Un nouveau type de héros apparaît : le héros romantique est un être qui a conscience d’être né
trop tard dans un monde trop vieux : épris d’absolu et de liberté, il a le sentiment de ne pas être maître de
son destin. Il est rêveur et mélancolique. Il refuse l’ordre du monde, ayant en même temps l’intuition du
tragique de la condition humaine.

Représentants du romantisme français :


Les romantiques français sont pour la plupart les fils des émigrés nobles après la Révolution de 1789 : les
battus, les exilés, les aristocrates (Chateaubriand, Lamartine, Vigny, Hugo, Musset), généralement des
monarchistes qui s’opposent aux bourgeois modernes. Il y a aussi les plébéiens, ceux de gauche, mais
moins nombreux.

Victor Hugo le chef de l’école romantique


Alphonse de Lamartine (1790-1869) - œuvres poétiques : Méditations poétiques (1820),
Nouvelles méditations poétiques (1893), Harmonies
poétiques et religieuses (1830), Jocelyn (1836)
- œuvres en prose : Les confidences (1849), Les
nouvelles confidences (1851), Histoire de la
Révolution de 1848 (1849), Voyage en Orient (1835)
Alfred de Musset (1810-1857) - œuvres poétiques : Contes d’Espagne et d’Italie
(1829), Les Nuits (1835-1837)
- œuvre en prose : La confession d’un enfant du
siècle (1836)
- œuvres théâtrales : Les caprices de Marianne
(comédie, 1833), On ne badine pas avec l’amour
(comédie, 1834), Lorenzaccio (drame historique,
1834)
Gérard de Nerval (1808-1855) - œuvres poétiques en prose : Les filles du feu (1854)
(recueil de nouvelles), Aurélia (1854-1855)
- œuvres poétiques en vers : Les chimères (1853)
Alfred de Vigny (1797-1863) - œuvres poétiques : Poèmes antiques et modernes
(1826), Les Destinées (1864, posthume)
- œuvre théâtrale : Chatterton (drame en prose, 1835)

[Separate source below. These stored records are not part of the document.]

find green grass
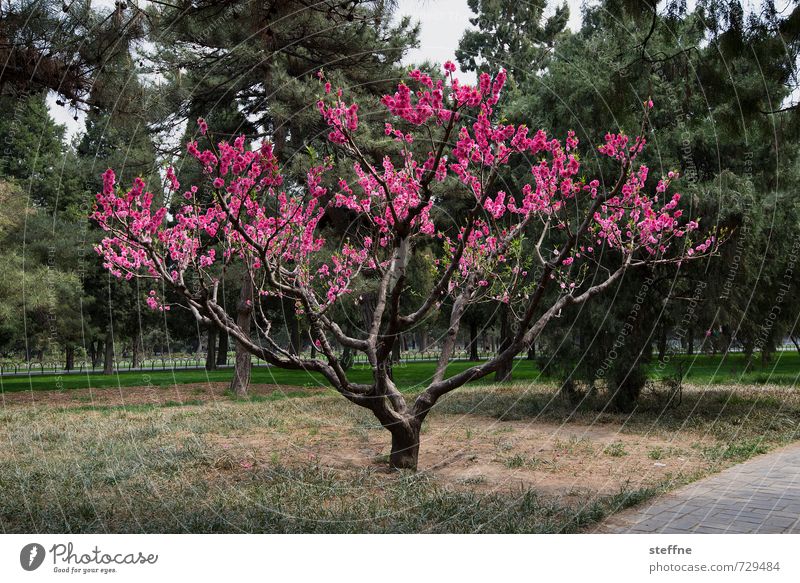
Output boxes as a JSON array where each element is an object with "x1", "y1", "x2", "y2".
[
  {"x1": 0, "y1": 390, "x2": 676, "y2": 533},
  {"x1": 0, "y1": 384, "x2": 800, "y2": 533},
  {"x1": 0, "y1": 352, "x2": 800, "y2": 392}
]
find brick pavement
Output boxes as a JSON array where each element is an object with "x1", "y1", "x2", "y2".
[{"x1": 597, "y1": 444, "x2": 800, "y2": 533}]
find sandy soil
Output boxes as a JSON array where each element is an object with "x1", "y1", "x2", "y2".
[
  {"x1": 209, "y1": 415, "x2": 707, "y2": 498},
  {"x1": 0, "y1": 383, "x2": 325, "y2": 408},
  {"x1": 2, "y1": 383, "x2": 708, "y2": 500}
]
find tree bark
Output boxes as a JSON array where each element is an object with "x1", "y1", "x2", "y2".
[
  {"x1": 217, "y1": 332, "x2": 228, "y2": 366},
  {"x1": 231, "y1": 271, "x2": 253, "y2": 397},
  {"x1": 206, "y1": 326, "x2": 217, "y2": 370},
  {"x1": 283, "y1": 308, "x2": 303, "y2": 354},
  {"x1": 469, "y1": 321, "x2": 478, "y2": 361},
  {"x1": 389, "y1": 420, "x2": 421, "y2": 471},
  {"x1": 64, "y1": 344, "x2": 75, "y2": 370},
  {"x1": 131, "y1": 327, "x2": 142, "y2": 368},
  {"x1": 658, "y1": 324, "x2": 667, "y2": 362},
  {"x1": 103, "y1": 327, "x2": 114, "y2": 374},
  {"x1": 494, "y1": 303, "x2": 514, "y2": 383}
]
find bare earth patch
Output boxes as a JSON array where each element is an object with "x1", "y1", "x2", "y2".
[
  {"x1": 0, "y1": 383, "x2": 800, "y2": 531},
  {"x1": 2, "y1": 382, "x2": 325, "y2": 408},
  {"x1": 206, "y1": 408, "x2": 708, "y2": 498}
]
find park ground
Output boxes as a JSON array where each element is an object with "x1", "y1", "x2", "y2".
[{"x1": 0, "y1": 354, "x2": 800, "y2": 532}]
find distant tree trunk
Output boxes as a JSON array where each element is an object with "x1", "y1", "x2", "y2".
[
  {"x1": 103, "y1": 326, "x2": 114, "y2": 374},
  {"x1": 658, "y1": 324, "x2": 667, "y2": 362},
  {"x1": 469, "y1": 320, "x2": 479, "y2": 361},
  {"x1": 89, "y1": 339, "x2": 103, "y2": 368},
  {"x1": 206, "y1": 326, "x2": 217, "y2": 370},
  {"x1": 419, "y1": 330, "x2": 428, "y2": 352},
  {"x1": 494, "y1": 303, "x2": 514, "y2": 383},
  {"x1": 789, "y1": 334, "x2": 800, "y2": 354},
  {"x1": 392, "y1": 336, "x2": 403, "y2": 364},
  {"x1": 231, "y1": 271, "x2": 253, "y2": 397},
  {"x1": 283, "y1": 300, "x2": 302, "y2": 354},
  {"x1": 131, "y1": 327, "x2": 142, "y2": 368},
  {"x1": 64, "y1": 344, "x2": 75, "y2": 370},
  {"x1": 217, "y1": 332, "x2": 228, "y2": 366}
]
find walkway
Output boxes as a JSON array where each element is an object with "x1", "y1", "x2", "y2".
[{"x1": 598, "y1": 444, "x2": 800, "y2": 533}]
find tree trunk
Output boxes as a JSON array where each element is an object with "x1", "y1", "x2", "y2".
[
  {"x1": 217, "y1": 332, "x2": 228, "y2": 366},
  {"x1": 494, "y1": 303, "x2": 514, "y2": 383},
  {"x1": 392, "y1": 336, "x2": 403, "y2": 364},
  {"x1": 469, "y1": 322, "x2": 478, "y2": 361},
  {"x1": 131, "y1": 327, "x2": 142, "y2": 368},
  {"x1": 89, "y1": 340, "x2": 103, "y2": 368},
  {"x1": 206, "y1": 326, "x2": 217, "y2": 370},
  {"x1": 64, "y1": 344, "x2": 75, "y2": 370},
  {"x1": 389, "y1": 421, "x2": 420, "y2": 471},
  {"x1": 658, "y1": 324, "x2": 667, "y2": 362},
  {"x1": 283, "y1": 310, "x2": 303, "y2": 354},
  {"x1": 419, "y1": 330, "x2": 428, "y2": 352},
  {"x1": 231, "y1": 272, "x2": 253, "y2": 397},
  {"x1": 103, "y1": 327, "x2": 114, "y2": 374}
]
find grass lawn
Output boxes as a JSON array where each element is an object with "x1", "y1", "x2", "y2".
[
  {"x1": 0, "y1": 351, "x2": 800, "y2": 393},
  {"x1": 0, "y1": 383, "x2": 800, "y2": 533}
]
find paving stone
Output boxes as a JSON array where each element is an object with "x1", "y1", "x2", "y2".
[{"x1": 606, "y1": 445, "x2": 800, "y2": 533}]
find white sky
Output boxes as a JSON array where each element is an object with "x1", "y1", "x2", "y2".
[{"x1": 48, "y1": 0, "x2": 780, "y2": 138}]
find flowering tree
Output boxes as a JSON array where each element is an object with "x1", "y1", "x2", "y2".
[{"x1": 92, "y1": 62, "x2": 718, "y2": 469}]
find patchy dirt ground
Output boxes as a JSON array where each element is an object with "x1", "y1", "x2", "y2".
[
  {"x1": 0, "y1": 383, "x2": 325, "y2": 408},
  {"x1": 208, "y1": 415, "x2": 708, "y2": 498},
  {"x1": 2, "y1": 383, "x2": 800, "y2": 520}
]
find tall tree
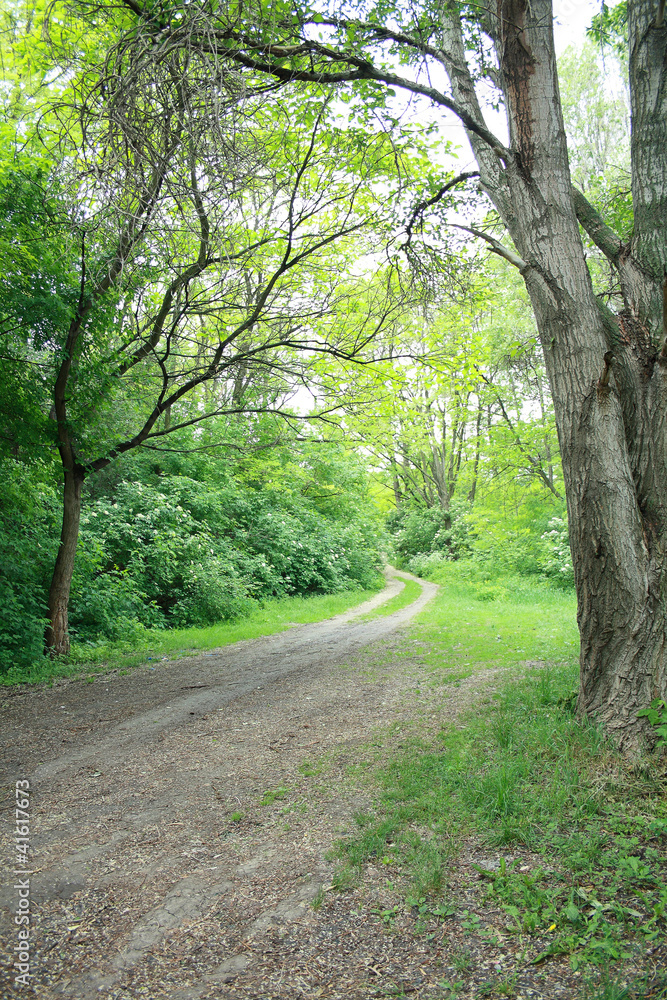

Le romantisme a la signification d’une métamorphose profonde de l’histoire des lettres. Il a


restauré la notion d’art, a libéré les genres et a permis le libre essor de la personnalité de l’écrivain. Il a
ébranlé la sensibilité, a élargi l’imagination, la spontanéité et a revendiqué la liberté créatrice, le
libéralisme artistique. Même chez les grands prosateurs du XIXe siècle - Balzac, Stendhal, Mérimée,
Flaubert – on peut observer des éléments romantiques qui coexistent avec ceux réalistes.